Deborah mostró la placa y la criada respiró hondo de manera audible.

—He de hacerle algunas preguntas —dijo Debs—. ¿Está en casa?

La criada tragó saliva, pero no dijo nada.

—He de hablar con él —insistió Debs—. Es muy importante.

La mujer volvió a tragar saliva y desvió la vista. Deborah se volvió y siguió la dirección de su mirada.

—¿El garaje? ¿Está en el garaje?

Por fin, la criada asintió.

El garaje[2] —dijo, en voz baja y muy deprisa, como si tuviera miedo de que la oyeran—. Bobby vive en el piso segundo.

Deborah me miró.

—En el garaje. Vive en el segundo piso —traduje. Por algún motivo, pese a haber nacido y crecido en Miami, Debs había decidido estudiar francés en el colegio.

—¿Está ahí ahora? —preguntó Deborah a la criada.

La mujer asintió.

Creo que sí —contestó. Se humedeció los labios de nuevo y, después, con una especie de sacudida espasmódica, cerró la puerta sin hacer ruido.

Deborah contempló la puerta cerrada un momento, y después meneó la cabeza.

—¿De qué está tan asustada? —preguntó.

—¿Deportación?

Debs resopló.

—Joe Acosta no contrataría a una ilegal. Sobre todo cuando puede conseguir un permiso de residencia para quien le dé la gana.

—Quizá tenga miedo de perder su empleo.

Deborah se volvió y miró hacia el garaje.

—Ajá —dijo—. Y quizá tenga miedo de Bobby Acosta.

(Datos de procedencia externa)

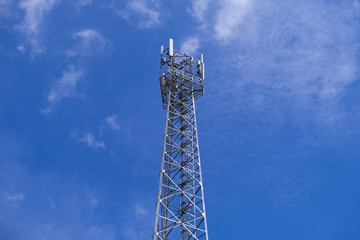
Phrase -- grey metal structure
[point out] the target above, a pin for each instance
(180, 208)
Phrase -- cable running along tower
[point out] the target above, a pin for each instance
(180, 208)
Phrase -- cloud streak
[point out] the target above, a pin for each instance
(90, 43)
(139, 11)
(112, 122)
(288, 53)
(35, 11)
(89, 139)
(229, 17)
(63, 88)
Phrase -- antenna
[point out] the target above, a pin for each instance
(180, 207)
(171, 47)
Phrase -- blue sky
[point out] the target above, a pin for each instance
(81, 119)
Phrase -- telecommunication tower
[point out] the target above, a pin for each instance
(180, 208)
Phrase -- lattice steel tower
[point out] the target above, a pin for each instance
(180, 208)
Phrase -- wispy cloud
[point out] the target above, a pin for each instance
(65, 87)
(229, 17)
(88, 138)
(31, 26)
(291, 51)
(144, 12)
(198, 8)
(90, 43)
(112, 122)
(190, 45)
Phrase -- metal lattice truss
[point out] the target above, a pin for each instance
(180, 212)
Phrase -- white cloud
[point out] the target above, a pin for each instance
(89, 139)
(229, 17)
(65, 87)
(90, 42)
(35, 10)
(199, 8)
(304, 53)
(111, 121)
(190, 46)
(146, 16)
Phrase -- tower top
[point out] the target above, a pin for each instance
(178, 73)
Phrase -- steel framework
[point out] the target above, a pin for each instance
(180, 208)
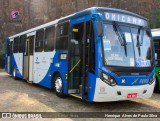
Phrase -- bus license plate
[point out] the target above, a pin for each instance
(132, 95)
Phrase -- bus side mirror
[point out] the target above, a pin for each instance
(100, 28)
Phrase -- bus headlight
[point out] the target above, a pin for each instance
(152, 80)
(108, 79)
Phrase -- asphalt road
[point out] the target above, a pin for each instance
(20, 96)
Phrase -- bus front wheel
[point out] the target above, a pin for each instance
(58, 86)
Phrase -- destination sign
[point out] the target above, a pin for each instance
(118, 17)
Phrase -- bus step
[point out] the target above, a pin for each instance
(73, 91)
(76, 95)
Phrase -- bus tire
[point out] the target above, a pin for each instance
(14, 73)
(156, 88)
(58, 85)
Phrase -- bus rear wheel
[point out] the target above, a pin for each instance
(58, 86)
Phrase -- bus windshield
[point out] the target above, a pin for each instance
(126, 46)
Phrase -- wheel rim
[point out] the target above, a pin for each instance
(58, 84)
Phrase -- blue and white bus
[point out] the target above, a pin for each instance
(98, 54)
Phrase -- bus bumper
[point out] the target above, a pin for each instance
(106, 93)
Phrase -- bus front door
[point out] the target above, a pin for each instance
(28, 59)
(79, 60)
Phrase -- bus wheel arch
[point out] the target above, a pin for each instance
(57, 84)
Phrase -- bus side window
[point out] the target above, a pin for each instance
(62, 32)
(39, 40)
(91, 48)
(49, 39)
(16, 45)
(22, 43)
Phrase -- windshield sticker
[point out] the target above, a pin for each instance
(107, 45)
(128, 37)
(115, 57)
(142, 63)
(131, 61)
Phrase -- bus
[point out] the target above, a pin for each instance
(98, 55)
(156, 40)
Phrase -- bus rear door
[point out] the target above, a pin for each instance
(28, 58)
(79, 59)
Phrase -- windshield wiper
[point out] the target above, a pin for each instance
(139, 43)
(121, 36)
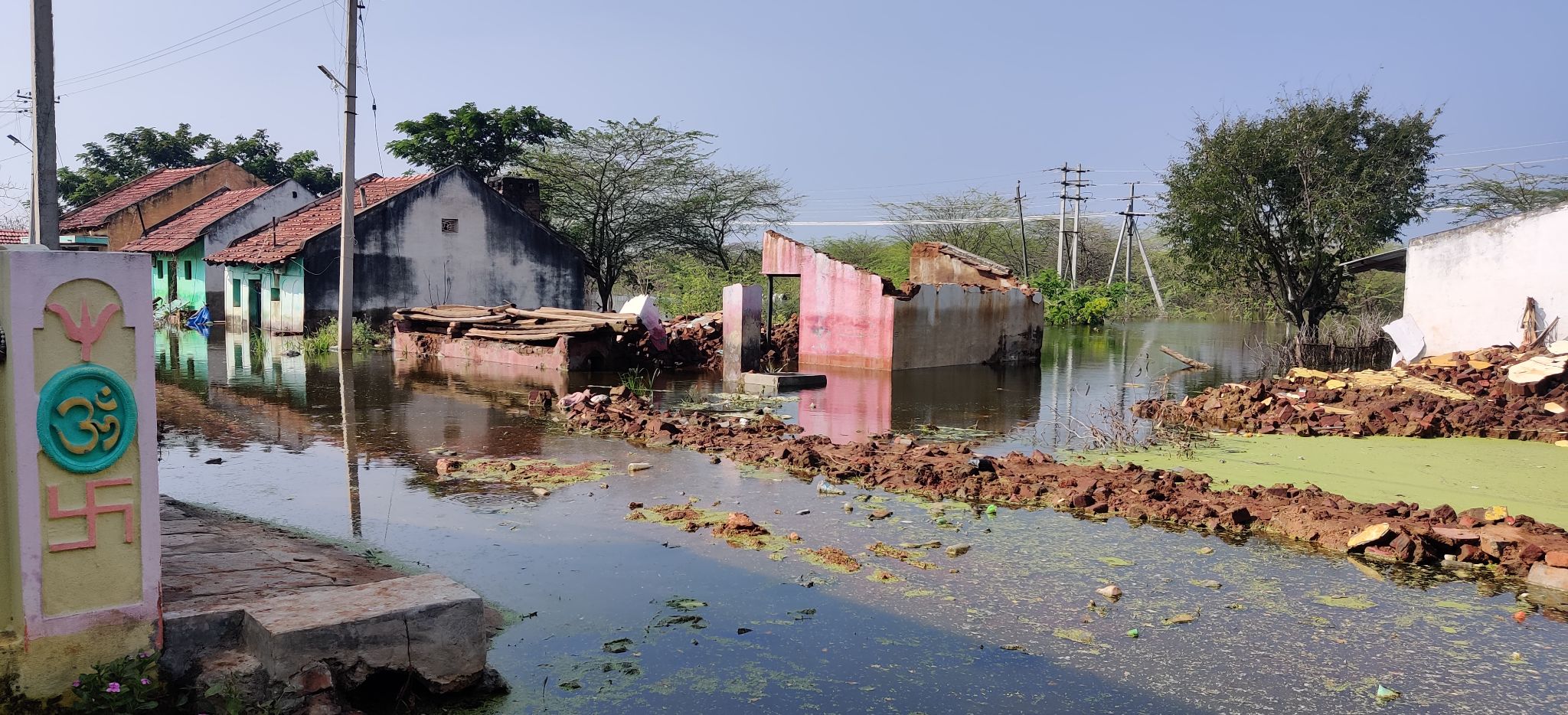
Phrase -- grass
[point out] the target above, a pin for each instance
(325, 338)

—Bien —empecé, pero ella ya se había puesto en marcha y doblado la esquina de la casa antes de que yo pudiera continuar hablando. La alcancé cuando llegó al camino de entrada—. Va a decirle a Bobby que estamos aquí.

Deborah se encogió de hombros.

—Es su trabajo. —Se detuvo delante de la puerta del garaje—. Tiene que haber otra puerta, y quizás una escalera.

—¿En un lado? —pregunté. Me había alejado dos pasos hacia el izquierdo cuando oí un estruendo, y después la puerta del garaje empezó a subir. Me di la vuelta y miré. Oí un ronroneo apagado procedente del interior, que aumentó de intensidad cuando la puerta se abrió más, y cuando estuvo lo bastante alzada para ver dentro del garaje, comprobé que el sonido procedía de una moto. Un tipo delgado de unos veinte años estaba sentado sobre el vehículo, mirándonos.

—¿Robert Acosta? —preguntó mi hermana. Avanzó un paso y se dispuso a enseñarle la placa.

—Putos polis —masculló el joven. Aceleró la moto y la apuntó deliberadamente hacia Deborah. La moto saltó hacia delante, directa hacia mi hermana, quien logró apenas esquivarla. Después Acosta salió a la calle y se perdió en la distancia, y cuando Deborah volvió a ponerse en pie, ya había desaparecido.